Observability Stack for AI Systems
Monitor at multiple levels:
// Trace-level: full request context
const span = tracer.startSpan('llm_request', {
attributes: {
model: 'gpt-4o',
prompt_tokens: 150,
max_tokens: 500,
temperature: 0.7,
userId,
tenantId
}
});
// Metric-level: aggregate patterns
metrics.histogram('llm.latency_ms', latencyMs, {
model: 'gpt-4o',
user_tier: 'premium'
});
metrics.counter('llm.tokens_used', tokenCount, {
model: 'gpt-4o',
operation: 'summarize'
});
// Log-level: events
logger.info('LLM request completed', {
llmLatency: '2500ms',
totalLatency: '2650ms',
model: 'gpt-4o',
tokensSaved: 0
});
Observability reveals cost spikes, latency outliers, and error patterns before they become incidents.

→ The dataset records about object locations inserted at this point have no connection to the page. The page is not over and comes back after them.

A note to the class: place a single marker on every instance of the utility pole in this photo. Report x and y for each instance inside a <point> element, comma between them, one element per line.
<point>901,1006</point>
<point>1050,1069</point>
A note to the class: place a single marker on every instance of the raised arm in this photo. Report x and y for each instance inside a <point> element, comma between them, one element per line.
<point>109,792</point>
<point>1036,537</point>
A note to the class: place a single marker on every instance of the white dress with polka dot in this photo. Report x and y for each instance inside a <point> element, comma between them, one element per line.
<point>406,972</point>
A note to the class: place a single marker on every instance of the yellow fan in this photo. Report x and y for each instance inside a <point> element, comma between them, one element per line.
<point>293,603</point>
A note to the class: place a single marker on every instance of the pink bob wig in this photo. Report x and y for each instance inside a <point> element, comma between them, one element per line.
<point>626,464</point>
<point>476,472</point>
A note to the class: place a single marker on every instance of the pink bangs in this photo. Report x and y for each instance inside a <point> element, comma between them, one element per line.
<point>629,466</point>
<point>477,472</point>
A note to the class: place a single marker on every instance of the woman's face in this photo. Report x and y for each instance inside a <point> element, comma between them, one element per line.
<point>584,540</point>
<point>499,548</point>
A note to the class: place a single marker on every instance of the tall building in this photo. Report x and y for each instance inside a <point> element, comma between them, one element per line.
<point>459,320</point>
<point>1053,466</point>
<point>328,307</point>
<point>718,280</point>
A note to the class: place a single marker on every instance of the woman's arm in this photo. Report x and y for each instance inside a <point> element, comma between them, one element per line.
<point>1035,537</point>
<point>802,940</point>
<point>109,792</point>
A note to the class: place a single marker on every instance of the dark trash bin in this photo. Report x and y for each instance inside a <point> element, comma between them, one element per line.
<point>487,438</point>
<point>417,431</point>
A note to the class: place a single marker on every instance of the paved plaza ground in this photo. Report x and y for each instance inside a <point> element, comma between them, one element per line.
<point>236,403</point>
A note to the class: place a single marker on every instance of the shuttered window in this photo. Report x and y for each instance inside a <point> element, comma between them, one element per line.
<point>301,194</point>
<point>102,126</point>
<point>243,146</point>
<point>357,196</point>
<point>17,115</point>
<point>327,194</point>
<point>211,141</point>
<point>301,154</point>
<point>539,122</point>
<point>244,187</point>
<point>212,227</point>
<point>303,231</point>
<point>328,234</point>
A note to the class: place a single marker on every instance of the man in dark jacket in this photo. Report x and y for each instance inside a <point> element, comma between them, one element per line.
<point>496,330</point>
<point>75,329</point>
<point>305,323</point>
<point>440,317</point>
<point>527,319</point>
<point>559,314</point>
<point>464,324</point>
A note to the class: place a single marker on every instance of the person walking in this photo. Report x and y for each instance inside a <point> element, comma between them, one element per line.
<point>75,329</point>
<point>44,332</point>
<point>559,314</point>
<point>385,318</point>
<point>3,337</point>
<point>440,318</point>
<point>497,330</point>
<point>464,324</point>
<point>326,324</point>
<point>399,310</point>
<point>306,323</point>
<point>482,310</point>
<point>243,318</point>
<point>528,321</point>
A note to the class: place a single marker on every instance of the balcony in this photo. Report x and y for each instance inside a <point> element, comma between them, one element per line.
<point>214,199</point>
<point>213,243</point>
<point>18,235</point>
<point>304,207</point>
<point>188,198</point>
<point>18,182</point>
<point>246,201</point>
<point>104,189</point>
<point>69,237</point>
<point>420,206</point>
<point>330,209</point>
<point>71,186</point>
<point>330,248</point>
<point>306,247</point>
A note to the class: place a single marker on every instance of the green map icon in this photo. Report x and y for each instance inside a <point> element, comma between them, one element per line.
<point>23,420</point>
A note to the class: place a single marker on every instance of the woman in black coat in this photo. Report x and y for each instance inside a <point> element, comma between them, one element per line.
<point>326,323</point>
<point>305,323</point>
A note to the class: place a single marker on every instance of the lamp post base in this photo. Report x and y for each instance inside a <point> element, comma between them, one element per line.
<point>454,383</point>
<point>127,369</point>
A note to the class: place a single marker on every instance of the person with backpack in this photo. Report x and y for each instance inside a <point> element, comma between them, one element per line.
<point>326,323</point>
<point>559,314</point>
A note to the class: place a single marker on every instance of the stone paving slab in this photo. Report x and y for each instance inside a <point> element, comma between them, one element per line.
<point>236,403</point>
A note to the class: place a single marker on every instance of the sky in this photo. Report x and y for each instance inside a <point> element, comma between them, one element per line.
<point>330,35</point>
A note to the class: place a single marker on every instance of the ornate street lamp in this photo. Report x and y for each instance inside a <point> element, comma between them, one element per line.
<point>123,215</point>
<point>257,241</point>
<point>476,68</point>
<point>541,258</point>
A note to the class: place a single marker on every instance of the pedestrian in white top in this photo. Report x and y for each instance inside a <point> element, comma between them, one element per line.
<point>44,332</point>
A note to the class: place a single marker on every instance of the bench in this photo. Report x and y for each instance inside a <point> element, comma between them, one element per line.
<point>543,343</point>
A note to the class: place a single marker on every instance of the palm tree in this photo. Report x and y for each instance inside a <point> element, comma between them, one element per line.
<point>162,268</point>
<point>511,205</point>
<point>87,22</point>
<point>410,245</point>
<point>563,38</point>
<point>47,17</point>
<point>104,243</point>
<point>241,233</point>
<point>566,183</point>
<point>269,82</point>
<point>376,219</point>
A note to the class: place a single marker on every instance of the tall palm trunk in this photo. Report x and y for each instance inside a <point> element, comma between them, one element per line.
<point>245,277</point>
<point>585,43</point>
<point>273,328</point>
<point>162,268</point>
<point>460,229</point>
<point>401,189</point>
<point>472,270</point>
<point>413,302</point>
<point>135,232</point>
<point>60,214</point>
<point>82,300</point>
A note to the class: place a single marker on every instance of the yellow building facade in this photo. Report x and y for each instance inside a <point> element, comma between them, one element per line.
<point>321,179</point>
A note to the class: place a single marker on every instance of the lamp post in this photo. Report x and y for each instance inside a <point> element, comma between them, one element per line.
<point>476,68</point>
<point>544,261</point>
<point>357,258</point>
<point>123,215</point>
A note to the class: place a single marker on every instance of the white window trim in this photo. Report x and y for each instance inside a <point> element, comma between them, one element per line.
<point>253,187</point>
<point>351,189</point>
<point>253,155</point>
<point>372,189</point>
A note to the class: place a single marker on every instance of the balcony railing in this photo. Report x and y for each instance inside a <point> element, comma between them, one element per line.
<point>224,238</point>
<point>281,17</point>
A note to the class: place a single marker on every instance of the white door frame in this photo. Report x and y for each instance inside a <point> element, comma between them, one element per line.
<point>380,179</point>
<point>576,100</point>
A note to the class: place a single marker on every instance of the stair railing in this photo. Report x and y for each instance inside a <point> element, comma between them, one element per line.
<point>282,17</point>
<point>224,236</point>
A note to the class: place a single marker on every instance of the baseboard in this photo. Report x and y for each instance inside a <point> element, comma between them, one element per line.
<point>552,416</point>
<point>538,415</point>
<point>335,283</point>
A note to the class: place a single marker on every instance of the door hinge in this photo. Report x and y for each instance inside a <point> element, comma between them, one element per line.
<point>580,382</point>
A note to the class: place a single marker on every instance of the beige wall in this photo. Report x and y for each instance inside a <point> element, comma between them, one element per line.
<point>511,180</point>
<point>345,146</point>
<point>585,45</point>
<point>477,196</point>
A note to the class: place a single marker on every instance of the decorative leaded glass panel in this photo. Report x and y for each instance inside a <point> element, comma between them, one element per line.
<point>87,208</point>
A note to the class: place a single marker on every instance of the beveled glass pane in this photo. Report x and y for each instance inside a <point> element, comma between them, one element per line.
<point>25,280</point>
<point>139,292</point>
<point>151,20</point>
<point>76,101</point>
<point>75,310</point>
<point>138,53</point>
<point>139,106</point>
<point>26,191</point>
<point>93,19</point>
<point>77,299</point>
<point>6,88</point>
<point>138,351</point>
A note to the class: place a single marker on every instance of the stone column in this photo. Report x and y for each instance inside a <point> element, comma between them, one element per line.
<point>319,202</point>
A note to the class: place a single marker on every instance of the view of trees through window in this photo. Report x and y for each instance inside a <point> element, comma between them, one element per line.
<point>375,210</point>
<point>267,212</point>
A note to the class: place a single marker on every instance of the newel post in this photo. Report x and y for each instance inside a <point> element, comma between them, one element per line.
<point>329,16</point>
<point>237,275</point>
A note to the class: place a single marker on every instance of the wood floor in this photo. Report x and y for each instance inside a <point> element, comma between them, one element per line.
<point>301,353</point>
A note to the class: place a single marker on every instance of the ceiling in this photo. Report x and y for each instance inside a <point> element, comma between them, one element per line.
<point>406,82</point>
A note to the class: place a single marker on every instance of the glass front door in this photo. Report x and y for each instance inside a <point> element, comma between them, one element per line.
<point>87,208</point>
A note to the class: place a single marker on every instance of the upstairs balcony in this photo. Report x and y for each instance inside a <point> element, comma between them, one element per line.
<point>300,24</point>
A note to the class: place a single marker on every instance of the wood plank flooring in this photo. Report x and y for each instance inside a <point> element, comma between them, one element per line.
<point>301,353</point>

Multi-Tenant AI Data Isolation
In multi-tenant systems, prevent cross-tenant data leakage:
// Vector DB query: always filter by tenant
const results = await vectordb.search(embedding, {
filter: { tenantId: req.user.tenantId },
topK: 5
});
// LLM context: include tenant ID
const systemPrompt = `You are an AI assistant for ${tenant.name}.

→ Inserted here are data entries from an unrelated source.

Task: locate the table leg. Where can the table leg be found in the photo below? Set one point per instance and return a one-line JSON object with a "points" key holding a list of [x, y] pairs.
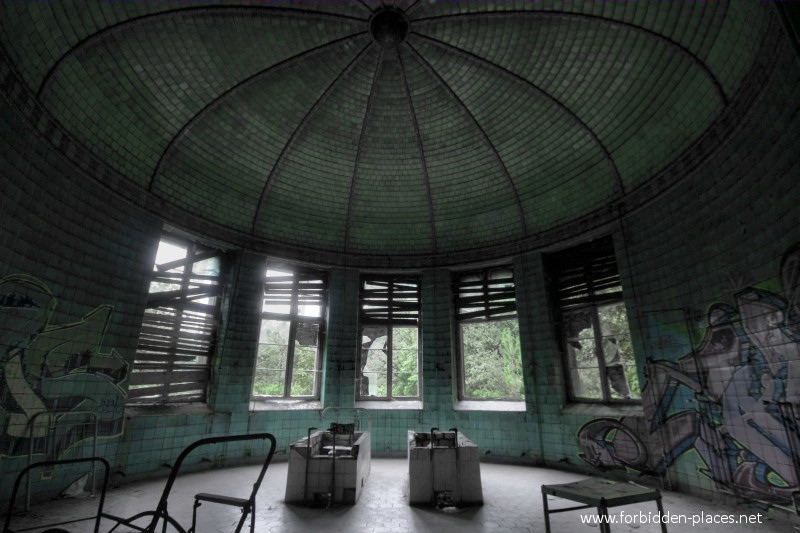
{"points": [[546, 513], [661, 514], [602, 511]]}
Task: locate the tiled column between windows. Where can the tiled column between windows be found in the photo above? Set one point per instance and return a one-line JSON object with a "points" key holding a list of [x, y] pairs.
{"points": [[544, 383], [341, 340], [438, 370]]}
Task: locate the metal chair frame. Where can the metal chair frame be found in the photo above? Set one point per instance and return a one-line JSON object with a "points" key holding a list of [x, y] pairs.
{"points": [[41, 464], [248, 505]]}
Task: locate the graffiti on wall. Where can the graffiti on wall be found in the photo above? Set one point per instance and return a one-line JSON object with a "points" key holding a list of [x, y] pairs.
{"points": [[734, 399], [52, 374]]}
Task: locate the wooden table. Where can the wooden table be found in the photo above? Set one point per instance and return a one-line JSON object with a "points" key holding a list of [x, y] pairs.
{"points": [[602, 494]]}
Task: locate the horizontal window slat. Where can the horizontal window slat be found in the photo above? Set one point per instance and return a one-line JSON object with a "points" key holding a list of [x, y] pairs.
{"points": [[155, 377]]}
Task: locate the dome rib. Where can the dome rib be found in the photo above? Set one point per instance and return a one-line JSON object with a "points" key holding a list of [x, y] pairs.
{"points": [[365, 6], [420, 148], [108, 30], [555, 101], [300, 126], [359, 151], [411, 7], [585, 16], [229, 92], [483, 135]]}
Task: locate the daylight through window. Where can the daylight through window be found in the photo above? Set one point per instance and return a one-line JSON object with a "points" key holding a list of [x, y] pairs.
{"points": [[599, 359], [486, 311], [179, 329], [389, 362], [292, 322]]}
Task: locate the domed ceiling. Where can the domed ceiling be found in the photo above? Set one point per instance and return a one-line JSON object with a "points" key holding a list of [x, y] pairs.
{"points": [[407, 133]]}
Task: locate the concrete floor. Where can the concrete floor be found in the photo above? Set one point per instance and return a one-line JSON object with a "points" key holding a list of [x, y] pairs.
{"points": [[512, 503]]}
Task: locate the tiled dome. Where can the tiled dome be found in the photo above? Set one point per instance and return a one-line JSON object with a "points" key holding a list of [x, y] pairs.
{"points": [[409, 134]]}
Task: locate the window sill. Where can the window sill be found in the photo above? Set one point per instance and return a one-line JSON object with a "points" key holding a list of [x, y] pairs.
{"points": [[602, 409], [161, 409], [491, 405], [284, 404], [389, 405]]}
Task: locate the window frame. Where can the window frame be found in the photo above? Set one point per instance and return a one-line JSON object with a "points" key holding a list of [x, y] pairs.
{"points": [[599, 273], [176, 346], [299, 274], [493, 310], [374, 318]]}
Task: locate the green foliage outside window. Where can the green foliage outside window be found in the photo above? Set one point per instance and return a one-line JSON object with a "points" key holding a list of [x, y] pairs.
{"points": [[492, 360]]}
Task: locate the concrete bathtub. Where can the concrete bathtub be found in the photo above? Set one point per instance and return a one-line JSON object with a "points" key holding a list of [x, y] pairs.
{"points": [[317, 476], [443, 470]]}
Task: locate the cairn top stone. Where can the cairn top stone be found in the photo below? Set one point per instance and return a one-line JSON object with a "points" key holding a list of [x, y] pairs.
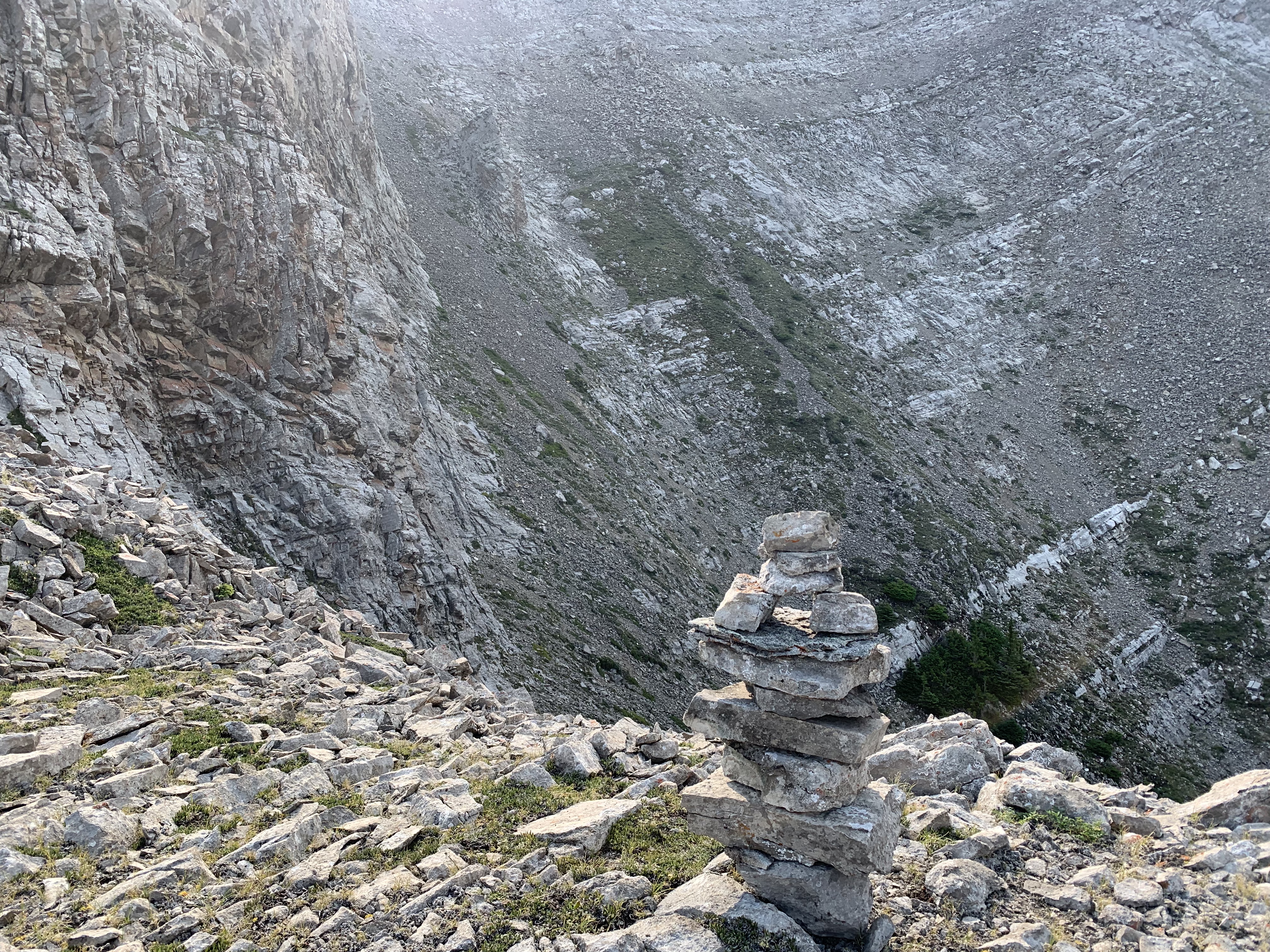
{"points": [[806, 531], [788, 634]]}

Use only the following context that belongs to this tenant:`;
// Cache key: include tenant
const cacheKey = hash(JSON.stringify({
tenantId: req.user.tenantId,
prompt: req.body.prompt
}));
Tenant isolation is non-negotiable for security and compliance.
Checklist
- Implement async-first job queues for LLM calls
- Add streaming endpoints for real-time responses
- Deploy exact-match and semantic caching
- Design three-tier fallback chains (premium → standard → cache)
- Track costs per user and tenant
- Rate limit by tokens, not requests
- Use feature flags for model rollouts
- Instrument LLM latency, tokens, and costs
- Enforce tenant data isolation in vector stores and prompts
- Set hard cost limits and kill switches
Conclusion
Scaling AI products requires fundamentally different architecture than traditional backends. Async-first patterns, intelligent caching, fallback chains, and cost-aware rate limiting form the foundation. Pair these with comprehensive observability and tenant isolation, and you'll build systems that survive real-world usage: rate limits, cost overruns, and model failures.